I was quite content to be alone, so that I might at my ease search for traces of personal ornament worn by the man who had thus met his death. The place was somewhat cramped, and there really was not room in it for more than one person to work freely.
Whilst I was thus engaged, I suddenly heard a shout, followed by a crash, and, to my dismay, an avalanche of rubble shot down the inclined passage of descent. I at once left the skeleton, and hastened to effect my exit, but found that this was impossible. Much of the superincumbent earth and stone had fallen, dislodged by the vibrations caused by the picks of the men smashing up the chalk blocks, and the passage was completely choked. I was sealed up in the hollow where I was, and thankful that the earth above me had not fallen as well, and buried me, a man of the present enlightened age, along with the primeval savage of eight thousand years ago.
A large amount of matter must have fallen, for I could not hear the voices of the men.
I was not seriously alarmed. The workmen would procure assistance and labour indefatigably to release me; of that I could be certain. But how much earth had fallen? How much of the passage was choked, and how long would they take before I was released? All that was uncertain. I had a candle, or, rather, a bit of one, and it was not probable that it would last till the passage was cleared. What made me most anxious was the question whether the supply of air in the hollow in which I was enclosed would suffice.
My enthusiasm for prehistoric research failed me just then. All my interests were concentrated on the present, and I gave up groping about the skeleton for relics. I seated myself on a stone, set the candle in a socket of chalk I had scooped out with my pocket-knife, and awaited events with my eyes on the skeleton.
Time passed somewhat wearily. I could hear an occasional thud, thud, when the men were using the pick; but they mostly employed the shovel, as I supposed. I set my elbows on my knees and rested my chin in my hands. The air was not cold, nor was the soil damp; it was dry as snuff. The flicker of my light played over the man of bones, and especially illumined the skull. It may have been fancy on my part, it probably was fancy, but it seemed to me as though something sparkled in the eye-sockets. Drops of water possibly lodged there, or crystals formed within the skull; but the effect was much as of eyes leering and winking at me. I lighted my pipe, and to my disgust found that my supply of matches was running short. In France the manufacture belongs to the state, and one gets but sixty allumettes for a penny.
I had not brought my watch with me below ground, fearing lest it might meet with an accident; consequently I was unable to reckon how time passed. I began counting and ticking off the minutes on my fingers, but soon tired of doing this.

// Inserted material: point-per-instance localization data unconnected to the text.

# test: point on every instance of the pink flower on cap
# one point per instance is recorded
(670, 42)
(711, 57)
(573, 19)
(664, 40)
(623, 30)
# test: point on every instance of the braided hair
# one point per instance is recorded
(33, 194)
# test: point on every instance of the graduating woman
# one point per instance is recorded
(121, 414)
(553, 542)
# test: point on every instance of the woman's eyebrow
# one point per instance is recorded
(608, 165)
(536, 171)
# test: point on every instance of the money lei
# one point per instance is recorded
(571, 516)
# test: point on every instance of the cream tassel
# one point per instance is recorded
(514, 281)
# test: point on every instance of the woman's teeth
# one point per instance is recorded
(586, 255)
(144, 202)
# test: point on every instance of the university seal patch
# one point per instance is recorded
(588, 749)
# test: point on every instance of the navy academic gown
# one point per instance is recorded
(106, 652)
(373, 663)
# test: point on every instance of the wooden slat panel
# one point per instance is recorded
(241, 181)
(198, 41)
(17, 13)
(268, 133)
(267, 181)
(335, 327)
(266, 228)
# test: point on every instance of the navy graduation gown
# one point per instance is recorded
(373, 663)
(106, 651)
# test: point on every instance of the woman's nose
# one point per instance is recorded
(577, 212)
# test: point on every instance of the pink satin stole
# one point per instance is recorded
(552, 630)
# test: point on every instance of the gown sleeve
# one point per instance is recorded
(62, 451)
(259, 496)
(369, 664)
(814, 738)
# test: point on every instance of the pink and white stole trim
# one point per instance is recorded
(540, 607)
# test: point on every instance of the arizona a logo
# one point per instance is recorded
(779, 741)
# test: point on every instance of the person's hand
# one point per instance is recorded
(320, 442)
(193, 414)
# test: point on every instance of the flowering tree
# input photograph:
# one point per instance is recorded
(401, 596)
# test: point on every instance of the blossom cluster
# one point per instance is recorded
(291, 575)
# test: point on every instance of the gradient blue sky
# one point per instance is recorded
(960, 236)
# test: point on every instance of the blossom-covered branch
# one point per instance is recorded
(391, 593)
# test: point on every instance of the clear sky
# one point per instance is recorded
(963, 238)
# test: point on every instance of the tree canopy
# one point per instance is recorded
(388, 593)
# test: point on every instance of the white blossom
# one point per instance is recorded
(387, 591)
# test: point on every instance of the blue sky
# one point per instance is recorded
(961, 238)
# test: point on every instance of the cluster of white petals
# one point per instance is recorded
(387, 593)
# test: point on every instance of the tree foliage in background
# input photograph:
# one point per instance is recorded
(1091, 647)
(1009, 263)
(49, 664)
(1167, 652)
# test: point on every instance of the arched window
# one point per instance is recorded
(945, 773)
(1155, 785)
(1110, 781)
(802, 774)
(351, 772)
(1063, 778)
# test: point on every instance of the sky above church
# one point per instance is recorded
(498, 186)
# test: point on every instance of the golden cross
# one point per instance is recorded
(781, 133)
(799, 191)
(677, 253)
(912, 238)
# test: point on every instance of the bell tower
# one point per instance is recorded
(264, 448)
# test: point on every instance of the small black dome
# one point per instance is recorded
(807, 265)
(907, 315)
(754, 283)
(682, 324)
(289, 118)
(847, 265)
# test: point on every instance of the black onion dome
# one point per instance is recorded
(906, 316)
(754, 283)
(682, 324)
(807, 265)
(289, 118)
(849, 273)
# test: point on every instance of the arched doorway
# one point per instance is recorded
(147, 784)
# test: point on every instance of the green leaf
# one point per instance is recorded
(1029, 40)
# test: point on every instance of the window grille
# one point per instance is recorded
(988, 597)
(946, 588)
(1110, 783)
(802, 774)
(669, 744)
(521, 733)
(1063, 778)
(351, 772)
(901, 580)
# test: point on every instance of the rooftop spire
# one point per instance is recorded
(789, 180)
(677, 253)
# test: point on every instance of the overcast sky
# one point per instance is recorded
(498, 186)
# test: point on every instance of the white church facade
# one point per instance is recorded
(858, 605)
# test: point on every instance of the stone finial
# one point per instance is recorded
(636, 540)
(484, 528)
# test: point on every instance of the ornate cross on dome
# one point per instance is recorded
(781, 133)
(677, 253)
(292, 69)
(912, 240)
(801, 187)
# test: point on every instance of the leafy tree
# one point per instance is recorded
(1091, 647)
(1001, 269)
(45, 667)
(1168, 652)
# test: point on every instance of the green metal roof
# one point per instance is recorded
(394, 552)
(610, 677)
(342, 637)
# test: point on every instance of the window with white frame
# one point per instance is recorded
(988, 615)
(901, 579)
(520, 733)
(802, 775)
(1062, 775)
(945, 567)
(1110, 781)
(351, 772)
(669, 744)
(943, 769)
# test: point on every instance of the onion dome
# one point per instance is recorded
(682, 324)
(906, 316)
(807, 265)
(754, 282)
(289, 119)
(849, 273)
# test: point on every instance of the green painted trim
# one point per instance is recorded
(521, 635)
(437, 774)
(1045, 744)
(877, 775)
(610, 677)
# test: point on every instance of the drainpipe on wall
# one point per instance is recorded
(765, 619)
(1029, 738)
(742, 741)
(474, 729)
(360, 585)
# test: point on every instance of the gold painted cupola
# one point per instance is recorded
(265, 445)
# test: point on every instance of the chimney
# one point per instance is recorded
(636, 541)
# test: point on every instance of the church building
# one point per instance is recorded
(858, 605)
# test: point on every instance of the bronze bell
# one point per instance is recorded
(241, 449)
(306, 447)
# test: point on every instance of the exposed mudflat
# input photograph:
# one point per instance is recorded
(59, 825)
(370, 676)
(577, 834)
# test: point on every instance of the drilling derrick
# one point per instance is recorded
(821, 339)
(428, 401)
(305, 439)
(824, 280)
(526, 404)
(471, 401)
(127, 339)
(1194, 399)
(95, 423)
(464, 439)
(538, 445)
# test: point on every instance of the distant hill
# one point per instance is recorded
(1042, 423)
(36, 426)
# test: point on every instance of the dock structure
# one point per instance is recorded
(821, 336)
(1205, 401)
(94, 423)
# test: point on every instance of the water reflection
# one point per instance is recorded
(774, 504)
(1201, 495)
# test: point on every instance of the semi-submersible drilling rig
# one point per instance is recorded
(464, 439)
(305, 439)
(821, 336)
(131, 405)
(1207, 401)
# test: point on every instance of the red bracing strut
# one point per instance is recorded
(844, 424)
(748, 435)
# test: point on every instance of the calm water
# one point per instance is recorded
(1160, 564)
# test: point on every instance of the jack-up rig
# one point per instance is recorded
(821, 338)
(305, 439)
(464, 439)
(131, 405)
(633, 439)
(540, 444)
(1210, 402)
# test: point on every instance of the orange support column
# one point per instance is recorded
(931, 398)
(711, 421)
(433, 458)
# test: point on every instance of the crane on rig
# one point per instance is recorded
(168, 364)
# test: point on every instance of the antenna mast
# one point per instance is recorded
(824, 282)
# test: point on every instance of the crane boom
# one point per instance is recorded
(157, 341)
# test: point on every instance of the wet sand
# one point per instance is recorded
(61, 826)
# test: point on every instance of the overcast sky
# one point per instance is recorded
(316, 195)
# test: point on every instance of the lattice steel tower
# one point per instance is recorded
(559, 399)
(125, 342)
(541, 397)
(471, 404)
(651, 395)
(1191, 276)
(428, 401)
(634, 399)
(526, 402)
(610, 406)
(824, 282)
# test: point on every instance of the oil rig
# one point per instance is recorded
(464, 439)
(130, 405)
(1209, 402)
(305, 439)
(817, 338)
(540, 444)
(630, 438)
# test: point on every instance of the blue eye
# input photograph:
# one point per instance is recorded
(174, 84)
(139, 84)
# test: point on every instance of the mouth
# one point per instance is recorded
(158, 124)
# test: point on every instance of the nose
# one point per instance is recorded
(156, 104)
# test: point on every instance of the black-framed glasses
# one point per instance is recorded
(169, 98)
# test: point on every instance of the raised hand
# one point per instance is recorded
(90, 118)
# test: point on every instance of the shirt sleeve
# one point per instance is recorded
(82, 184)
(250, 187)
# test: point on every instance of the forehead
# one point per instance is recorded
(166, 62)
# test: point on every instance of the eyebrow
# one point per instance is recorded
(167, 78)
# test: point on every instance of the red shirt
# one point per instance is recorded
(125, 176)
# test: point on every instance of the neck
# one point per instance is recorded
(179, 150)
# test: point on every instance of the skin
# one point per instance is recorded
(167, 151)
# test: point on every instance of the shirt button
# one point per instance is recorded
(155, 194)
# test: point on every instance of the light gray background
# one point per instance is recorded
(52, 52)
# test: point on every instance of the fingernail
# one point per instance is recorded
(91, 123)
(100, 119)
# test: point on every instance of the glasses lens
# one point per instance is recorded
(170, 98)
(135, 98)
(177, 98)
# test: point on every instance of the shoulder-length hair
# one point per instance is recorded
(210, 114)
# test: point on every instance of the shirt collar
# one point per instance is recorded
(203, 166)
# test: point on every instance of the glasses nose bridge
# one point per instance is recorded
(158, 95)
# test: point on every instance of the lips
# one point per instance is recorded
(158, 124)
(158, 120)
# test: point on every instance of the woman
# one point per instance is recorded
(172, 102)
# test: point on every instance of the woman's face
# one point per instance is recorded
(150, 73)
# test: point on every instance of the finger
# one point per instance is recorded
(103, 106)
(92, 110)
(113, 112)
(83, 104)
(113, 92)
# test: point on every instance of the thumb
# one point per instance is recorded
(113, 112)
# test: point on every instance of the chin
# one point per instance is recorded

My candle was getting short; it would not last much longer, and then I should be in the dark. I consoled myself with the thought that with the extinction of the light the consumption of the oxygen in the air would be less rapid. My eyes now rested on the flame of the candle, and I watched the gradual diminution of the composite. It was one of those abominable bougies with holes in them to economise the wax, and which consequently had less than the proper amount of material for feeding and maintaining a flame. At length the light went out, and I was left in total darkness. I might have used up the rest of my matches, one after another, but to what good?—they would prolong the period of illumination for but a very little while.
A sense of numbness stole over me, but I was not as yet sensible of deficiency of air to breathe. I found that the stone on which I was seated was pointed and hard, but I did not like to shift my position for fear of getting among and disturbing the bones, and I was still desirous of having them photographed in situ before they were moved.
I was not alarmed at my situation; I knew that I must be released eventually. But the tedium of sitting there in the dark and on a pointed stone was becoming intolerable.